Vietnam War Escalation & Anti-War Movement
- Diem coup (Nov 1963) – US-backed; instability follows
- Gulf of Tonkin Resolution (Aug 7 1964) – blank check: “all necessary measures.”
- Escalation
- Operation Rolling Thunder (1965-68); total US bomb tonnage > WWII
- Chemical defoliants (Agent Orange), napalm; “search-and-destroy” blur civilian/combatant
- Disproportionate burden on working-class & non-white draftees; college deferments
- Opposition
- Students for a Democratic Society (SDS) & Port Huron Statement (1962) – “participatory democracy.”
- 100 000 march to Lincoln Memorial (Oct 1967); draft-card burnings; teach-ins
- MLK’s 1967 Riverside speech: war drains $$ from poverty relief, immoral violence
- Tet Offensive (Jan 1968) – strategic US victory, psychological defeat; credibility gap exposed; LBJ withdraws from 1968 race
The New Left & Counterculture
- Free Speech Movement (UC Berkeley, 1964) – Mario Savio: university as “machine.”
- Counterculture traits
- Communal living (≈2 000 communes), Haight-Ashbury, Woodstock (1969 ≈ 400 000 attendees)
- Drugs (LSD – Timothy Leary: “Turn on, tune in, drop out”) & music (rock, folk)
- Eastern religions, liberation theology; experiments in dress, sexuality
- Dual character
- Rebellion against bureaucracy, war, consumerism
- Yet consumer-market facilitated (fashion, music industry)
The Rights Revolution Beyond Race
- Second-Wave Feminism
- Betty Friedan, The Feminine Mystique (1963) – “problem that has no name.”
- Equal Pay Act 1963; Title VII of CRA 1964 bars sex discrimination; EEOC enforcement
- NOW (1966) – equal opportunity, childcare, ERA push
- Women’s liberation groups raise issues of body autonomy, abortion (→ Roe v Wade 1973)
- Gay & Lesbian Liberation
- Pre-1969: sodomy laws, psychiatric pathologizing
- Stonewall Inn raid ⇒ 5-day riot (June 1969) ⇒ first Pride marches 1970
- Chicano & Latino Activism
- United Farm Workers (César Chávez, Dolores Huerta) grape boycott (1965-70) ⇒ labor contracts
- Chicano student walkouts, bilingual-education demands; cultural pride in Aztlán mythos
- American Indian Movement (AIM, 1968)
- Alcatraz occupation (1969-71); “Red Power”; treaty rights, self-determination, economic control
- Environmentalism
- Rachel Carson, Silent Spring (1962) – DDT dangers; inspires 1st Earth Day (Apr 22 1970)
- Sierra Club membership triples; Clean Air/Water momentum
The Warren Court (1953-69) – Judicial Expansion of Rights
- Brown v. Board (1954) – desegregation precedent
- Baker v. Carr (1962) – “one person, one vote” reapportionment
- Engel v. Vitale (1962) – bans state-sponsored school prayer
- Gideon v. Wainwright (1963) – right to counsel; Miranda v. Arizona (1966) – “Miranda warning.”

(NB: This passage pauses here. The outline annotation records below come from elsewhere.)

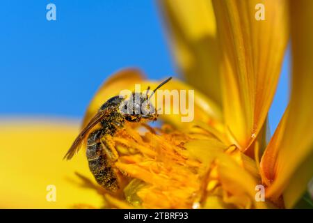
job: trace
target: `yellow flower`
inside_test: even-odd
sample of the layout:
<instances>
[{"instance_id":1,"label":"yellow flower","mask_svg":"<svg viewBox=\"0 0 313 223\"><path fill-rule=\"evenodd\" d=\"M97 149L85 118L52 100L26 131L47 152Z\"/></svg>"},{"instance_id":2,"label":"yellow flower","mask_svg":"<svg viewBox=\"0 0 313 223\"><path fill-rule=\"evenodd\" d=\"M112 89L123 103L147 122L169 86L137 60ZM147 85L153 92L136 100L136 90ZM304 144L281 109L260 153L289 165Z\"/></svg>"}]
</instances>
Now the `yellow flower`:
<instances>
[{"instance_id":1,"label":"yellow flower","mask_svg":"<svg viewBox=\"0 0 313 223\"><path fill-rule=\"evenodd\" d=\"M259 3L264 21L255 20ZM125 183L118 195L95 183L83 151L62 161L79 132L72 123L1 122L0 207L294 206L313 176L312 1L163 0L160 6L177 66L188 83L172 80L164 88L198 89L194 120L182 123L183 115L161 115L160 128L127 124L118 131L115 166ZM290 103L266 144L267 114L289 29ZM106 99L135 84L145 89L158 82L145 80L136 69L118 72L92 100L83 127ZM258 185L266 187L264 202L256 199ZM48 185L55 185L56 202L49 201Z\"/></svg>"}]
</instances>

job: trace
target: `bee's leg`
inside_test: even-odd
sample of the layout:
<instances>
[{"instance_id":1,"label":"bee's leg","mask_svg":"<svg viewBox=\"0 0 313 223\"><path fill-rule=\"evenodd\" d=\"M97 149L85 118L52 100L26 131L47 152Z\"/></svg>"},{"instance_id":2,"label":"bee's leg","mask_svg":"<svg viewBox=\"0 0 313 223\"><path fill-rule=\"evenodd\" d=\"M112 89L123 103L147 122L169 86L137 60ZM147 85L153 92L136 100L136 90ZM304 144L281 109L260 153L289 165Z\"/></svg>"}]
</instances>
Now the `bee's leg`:
<instances>
[{"instance_id":1,"label":"bee's leg","mask_svg":"<svg viewBox=\"0 0 313 223\"><path fill-rule=\"evenodd\" d=\"M118 153L115 147L115 143L111 135L105 136L101 139L104 152L110 160L115 162L118 158Z\"/></svg>"}]
</instances>

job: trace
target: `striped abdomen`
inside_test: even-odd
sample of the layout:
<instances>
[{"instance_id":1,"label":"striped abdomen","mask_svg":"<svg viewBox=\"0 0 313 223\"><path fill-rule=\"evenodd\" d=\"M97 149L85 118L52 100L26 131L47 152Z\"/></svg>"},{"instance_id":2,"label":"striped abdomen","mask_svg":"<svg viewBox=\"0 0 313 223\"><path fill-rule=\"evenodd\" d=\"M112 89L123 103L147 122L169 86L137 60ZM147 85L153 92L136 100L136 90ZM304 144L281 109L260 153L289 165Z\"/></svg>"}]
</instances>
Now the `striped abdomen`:
<instances>
[{"instance_id":1,"label":"striped abdomen","mask_svg":"<svg viewBox=\"0 0 313 223\"><path fill-rule=\"evenodd\" d=\"M89 134L86 156L89 169L97 182L110 191L115 191L118 189L117 176L105 152L106 149L104 148L105 146L101 142L104 134L104 130L100 129Z\"/></svg>"}]
</instances>

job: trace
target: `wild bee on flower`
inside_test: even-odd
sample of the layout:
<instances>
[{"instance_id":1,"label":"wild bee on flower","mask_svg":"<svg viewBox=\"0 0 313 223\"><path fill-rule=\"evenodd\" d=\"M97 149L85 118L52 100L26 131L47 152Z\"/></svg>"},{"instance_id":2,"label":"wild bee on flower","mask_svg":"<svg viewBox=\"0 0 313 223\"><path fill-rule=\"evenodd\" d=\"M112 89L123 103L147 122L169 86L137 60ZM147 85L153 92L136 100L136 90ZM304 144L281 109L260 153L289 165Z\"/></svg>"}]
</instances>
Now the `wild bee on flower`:
<instances>
[{"instance_id":1,"label":"wild bee on flower","mask_svg":"<svg viewBox=\"0 0 313 223\"><path fill-rule=\"evenodd\" d=\"M156 121L157 111L149 102L150 99L157 89L171 79L169 77L161 83L150 96L148 88L145 95L134 92L129 99L117 95L108 100L82 130L64 158L70 160L87 137L86 157L90 171L100 185L110 192L116 192L120 188L119 182L122 174L113 164L118 158L118 153L112 137L127 122ZM99 123L100 128L91 132Z\"/></svg>"}]
</instances>

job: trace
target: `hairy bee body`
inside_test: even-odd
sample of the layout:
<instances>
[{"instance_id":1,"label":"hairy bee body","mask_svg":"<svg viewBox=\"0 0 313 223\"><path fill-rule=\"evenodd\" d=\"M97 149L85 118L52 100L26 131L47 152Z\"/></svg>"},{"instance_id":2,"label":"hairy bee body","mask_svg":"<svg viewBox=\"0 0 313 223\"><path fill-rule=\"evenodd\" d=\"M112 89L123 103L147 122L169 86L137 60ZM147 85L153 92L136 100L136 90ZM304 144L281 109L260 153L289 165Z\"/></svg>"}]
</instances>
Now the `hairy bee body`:
<instances>
[{"instance_id":1,"label":"hairy bee body","mask_svg":"<svg viewBox=\"0 0 313 223\"><path fill-rule=\"evenodd\" d=\"M113 97L101 107L100 110L109 109L110 112L100 122L101 128L92 132L87 140L86 156L89 169L96 181L110 191L119 188L118 176L112 163L118 157L114 145L109 139L124 126L125 118L118 111L122 100L118 96Z\"/></svg>"},{"instance_id":2,"label":"hairy bee body","mask_svg":"<svg viewBox=\"0 0 313 223\"><path fill-rule=\"evenodd\" d=\"M64 158L72 159L87 138L86 156L91 173L100 185L109 191L117 191L121 173L114 167L118 154L113 137L126 122L156 120L158 114L150 98L171 78L161 83L149 97L147 92L145 95L133 93L129 100L118 95L107 100L77 137ZM100 127L94 130L99 123Z\"/></svg>"}]
</instances>

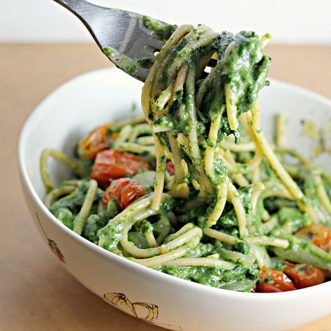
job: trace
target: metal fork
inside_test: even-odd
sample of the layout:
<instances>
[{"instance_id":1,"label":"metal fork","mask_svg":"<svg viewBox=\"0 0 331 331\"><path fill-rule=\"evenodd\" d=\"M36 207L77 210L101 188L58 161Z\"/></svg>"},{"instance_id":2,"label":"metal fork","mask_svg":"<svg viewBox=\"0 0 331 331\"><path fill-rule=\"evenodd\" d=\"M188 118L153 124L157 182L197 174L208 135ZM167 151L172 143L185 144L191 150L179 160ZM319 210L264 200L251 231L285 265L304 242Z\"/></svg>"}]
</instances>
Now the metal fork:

- Griswold v. Connecticut (1965) – marital privacy & contraception ⇒ basis for Roe
- Loving v. Virginia (1967) – strikes down interracial-marriage bans
1968: A Year of Shocks
- April 4 – MLK assassinated in Memphis; 100+ cities riot
- June 5 – RFK assassinated after CA primary
- Global upheaval
- Paris student–worker revolt; Prague Spring crushed by Warsaw Pact; Mexico City student massacre; Troubles in Northern Ireland
- Democratic National Convention (Chicago, Aug) – police clash w/ antiwar protesters; televised “police riot.”
- Election 1968
- Candidates: Richard Nixon (R), Hubert Humphrey (D), George Wallace (American Independent, segregationist)
- Nixon’s “law and order,” “silent majority,” and secret Vietnam plan win narrow popular vote, comfortable electoral vote
Legacy & Long-Term Significance
- 1960s transformed definition of freedom from limited legal equality to expansive claims of rights, identity, and participation.
- Produced durable programs (Medicare, Medicaid), immigration overhaul, environmental regs, judicial precedents.
- Fractured liberal consensus; fueled conservative realignment (South → GOP, Sunbelt growth, moral/“law-order” backlash).
- Ongoing “culture wars” over race, gender, sexuality, faith, and federal power trace to unresolved 1960s debates.